The timely development comes as industry sources predict Megan Ellison’s team is in Sundance looking to make a statement buy as the festival wraps up its first weekend.
The full-service distribution and marketing operation will kick off with the inaugural release of Kathryn Bigelow’s Untitled Detroit Project in theatres on August 4.
Marc Weinstock, who recently joined the company as president, will oversee the new division alongside president of marketing David Kaminow and president of distribution Erik Lomis.
The addition of a deep-pocketed buyer adds to speculation over who will make the big acquisition plays in Park City.
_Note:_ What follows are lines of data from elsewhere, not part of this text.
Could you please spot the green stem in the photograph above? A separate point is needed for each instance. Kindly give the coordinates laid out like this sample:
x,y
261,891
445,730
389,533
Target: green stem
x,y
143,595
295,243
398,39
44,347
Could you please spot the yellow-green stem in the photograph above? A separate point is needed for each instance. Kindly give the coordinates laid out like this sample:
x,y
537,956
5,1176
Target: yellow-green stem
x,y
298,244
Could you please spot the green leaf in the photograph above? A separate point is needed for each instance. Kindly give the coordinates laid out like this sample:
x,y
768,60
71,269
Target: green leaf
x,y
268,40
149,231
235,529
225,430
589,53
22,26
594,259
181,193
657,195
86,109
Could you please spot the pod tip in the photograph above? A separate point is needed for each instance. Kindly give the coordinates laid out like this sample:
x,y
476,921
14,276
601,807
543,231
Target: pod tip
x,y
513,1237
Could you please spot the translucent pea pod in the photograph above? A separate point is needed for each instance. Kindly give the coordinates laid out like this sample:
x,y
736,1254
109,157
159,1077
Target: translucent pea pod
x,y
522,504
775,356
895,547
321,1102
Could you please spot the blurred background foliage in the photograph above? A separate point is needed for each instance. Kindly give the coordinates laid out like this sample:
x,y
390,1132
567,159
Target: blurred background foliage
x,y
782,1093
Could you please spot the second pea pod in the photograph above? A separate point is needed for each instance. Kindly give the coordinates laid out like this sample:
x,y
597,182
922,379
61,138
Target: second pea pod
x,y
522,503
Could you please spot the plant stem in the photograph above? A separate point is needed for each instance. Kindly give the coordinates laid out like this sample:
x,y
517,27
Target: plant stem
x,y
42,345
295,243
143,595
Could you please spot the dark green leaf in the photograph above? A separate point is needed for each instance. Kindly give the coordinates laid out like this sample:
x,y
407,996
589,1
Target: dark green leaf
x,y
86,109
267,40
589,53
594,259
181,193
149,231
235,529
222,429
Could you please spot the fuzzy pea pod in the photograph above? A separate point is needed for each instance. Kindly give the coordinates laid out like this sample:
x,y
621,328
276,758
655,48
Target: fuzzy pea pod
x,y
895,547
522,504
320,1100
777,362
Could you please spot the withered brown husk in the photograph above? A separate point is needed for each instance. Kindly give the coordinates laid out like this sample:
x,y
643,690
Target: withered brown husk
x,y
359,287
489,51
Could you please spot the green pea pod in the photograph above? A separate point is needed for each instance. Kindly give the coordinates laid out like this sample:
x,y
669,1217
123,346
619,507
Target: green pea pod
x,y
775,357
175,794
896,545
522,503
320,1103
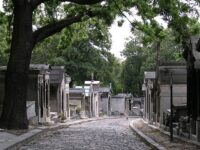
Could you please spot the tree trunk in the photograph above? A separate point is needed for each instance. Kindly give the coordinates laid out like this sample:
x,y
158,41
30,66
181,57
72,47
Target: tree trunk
x,y
14,110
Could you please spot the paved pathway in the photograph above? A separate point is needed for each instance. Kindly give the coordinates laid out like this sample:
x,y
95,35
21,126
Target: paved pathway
x,y
109,134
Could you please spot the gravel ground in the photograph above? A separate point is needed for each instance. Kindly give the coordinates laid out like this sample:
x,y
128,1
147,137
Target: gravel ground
x,y
109,134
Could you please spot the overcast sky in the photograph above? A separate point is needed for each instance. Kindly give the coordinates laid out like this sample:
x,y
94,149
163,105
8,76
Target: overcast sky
x,y
119,35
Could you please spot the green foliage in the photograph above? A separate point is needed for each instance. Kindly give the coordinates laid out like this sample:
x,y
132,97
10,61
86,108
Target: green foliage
x,y
140,58
4,39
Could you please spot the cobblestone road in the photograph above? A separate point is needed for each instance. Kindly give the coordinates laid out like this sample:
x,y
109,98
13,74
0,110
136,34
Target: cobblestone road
x,y
108,134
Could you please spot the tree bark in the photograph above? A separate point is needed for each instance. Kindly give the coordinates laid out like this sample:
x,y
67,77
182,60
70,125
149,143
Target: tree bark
x,y
14,110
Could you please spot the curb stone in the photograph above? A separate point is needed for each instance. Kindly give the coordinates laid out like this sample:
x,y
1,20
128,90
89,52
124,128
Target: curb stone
x,y
27,137
146,138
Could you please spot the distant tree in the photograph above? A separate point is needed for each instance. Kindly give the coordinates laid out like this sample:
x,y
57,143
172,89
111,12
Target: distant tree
x,y
34,21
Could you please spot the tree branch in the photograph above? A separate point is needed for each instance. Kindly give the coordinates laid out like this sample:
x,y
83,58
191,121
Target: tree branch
x,y
53,28
56,27
35,3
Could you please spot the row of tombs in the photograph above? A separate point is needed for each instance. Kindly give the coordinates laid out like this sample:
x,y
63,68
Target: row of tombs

Prior to the festival there was talk that YouTube Red, Facebook and Apple could be the ones to watch besides Netflix and Amazon Studios. While those first three companies are making inroads into feature content and have the money to step up, the focus now turns to Annapurna.
“Kathryn’s Untitled Detroit Project is exemplary of the type of films we will be distributing,” said Weinstock. “I couldn’t be more confident in the team we are establishing to distribute and market the film in a way that is as creative and masterful as her film is.”
Bigelow’s film takes place against the backdrop of Detroit’s 1967 riots. Bigelow is producing with Ellison and Matthew Budman. Mark Boal, who wrote the script, and Colin Wilson are also producers with Greg Shapiro serving as executive producer.
The release date will coincide with the 50th anniversary of the riots and stars an ensemble cast that includes John Boyega, John Krasinski, Anthony Mackie, Jason Mitchell, Will Poulter, Jack Reynor and Jeremy Strong.
“Kathryn took a chance on me six years ago and I’m honored that she has put her faith in me and my team once again,” said Ellison, referring to Zero Dark Thirty. “I could not be more excited to be launching this new part of our company with such a groundbreaking filmmaker, tremendous collaborator, and dear friend.”
Bigelow added: “Megan has been such a huge supporter of filmmakers as a producer and the fact that she is now offering a full-fledged distribution and marketing home run by such innovative and creative executives is great news to all of us. I am thrilled to be working with them.”